A company has $180,000 invested into it. In order to buy out a partner I need $88,000. My current manager wants to invest in the company and I am encouraging it in order to keep a long-term employee on board with an attitude of running the business like an owner. I am for the most part an absentee owner and oversee the big-picture strategy and vision, but I am also the one who started the company and was granted the right to franchise so I stay involved and would never leave the company. My question is, can I determine the equity share I give the manager myself or does it have to be an exact percentage of the company value? Ideally, I would want to get $80,000 from my manager and grant her 40% equity, the manager would also continue to draw their salary. Could I offer her less than 40% since she will continue to draw her salary?

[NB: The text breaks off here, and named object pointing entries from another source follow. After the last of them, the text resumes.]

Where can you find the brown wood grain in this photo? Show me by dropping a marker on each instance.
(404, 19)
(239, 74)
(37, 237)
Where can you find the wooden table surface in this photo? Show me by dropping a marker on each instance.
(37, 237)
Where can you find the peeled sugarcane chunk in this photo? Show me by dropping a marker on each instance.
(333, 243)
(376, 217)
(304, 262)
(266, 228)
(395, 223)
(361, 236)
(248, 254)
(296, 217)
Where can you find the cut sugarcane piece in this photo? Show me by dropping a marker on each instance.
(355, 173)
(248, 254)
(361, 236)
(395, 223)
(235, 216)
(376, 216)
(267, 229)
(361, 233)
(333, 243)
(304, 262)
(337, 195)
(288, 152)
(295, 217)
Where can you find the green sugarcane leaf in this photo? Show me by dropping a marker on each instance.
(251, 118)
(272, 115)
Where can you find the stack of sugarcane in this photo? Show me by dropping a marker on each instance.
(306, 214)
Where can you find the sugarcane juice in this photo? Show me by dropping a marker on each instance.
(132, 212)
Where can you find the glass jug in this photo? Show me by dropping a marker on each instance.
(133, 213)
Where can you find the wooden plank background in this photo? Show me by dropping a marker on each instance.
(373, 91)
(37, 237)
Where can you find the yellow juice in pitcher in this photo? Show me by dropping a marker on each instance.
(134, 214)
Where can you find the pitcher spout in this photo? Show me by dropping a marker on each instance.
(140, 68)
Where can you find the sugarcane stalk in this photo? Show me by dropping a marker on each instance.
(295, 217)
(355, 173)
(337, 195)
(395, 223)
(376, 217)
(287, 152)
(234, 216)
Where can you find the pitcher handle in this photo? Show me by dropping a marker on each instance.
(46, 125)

When you sell shares in the company to this manager, you can sell them at any price you want. You can sell 1% for $80,000 or 99% for $80,000. The only rule is that you both have to agree to the price. When you agree to the price, that implies the valuation. For example if you agree to sell 40% of the company for $80,000, that implies that the whole company is worth $200,000.
You said "in order to buy out a partner" you need $88,000. I'm not sure how you got to this, but I presume this means that the partner wants $88,000 for her shares. You didn't tell us what percentage of the shares the partner has. That might also be implying a certain valuation. If the $88,000 would buy 44% of the company, that also implies a $200,000 valuation. This would be consistent with selling 40% of the company for $80,000.
You also said the company has "$180,000 invested into it." That does not mean anything, because you did not tell us what percentage of the equity was purchased for $180,000. I'm guessing it was 100%. In that case, the company was initially worth $180,000, but since that was presumably a while ago, it may be worth more (or a lot more) now. Valuing companies is an art as much as a science.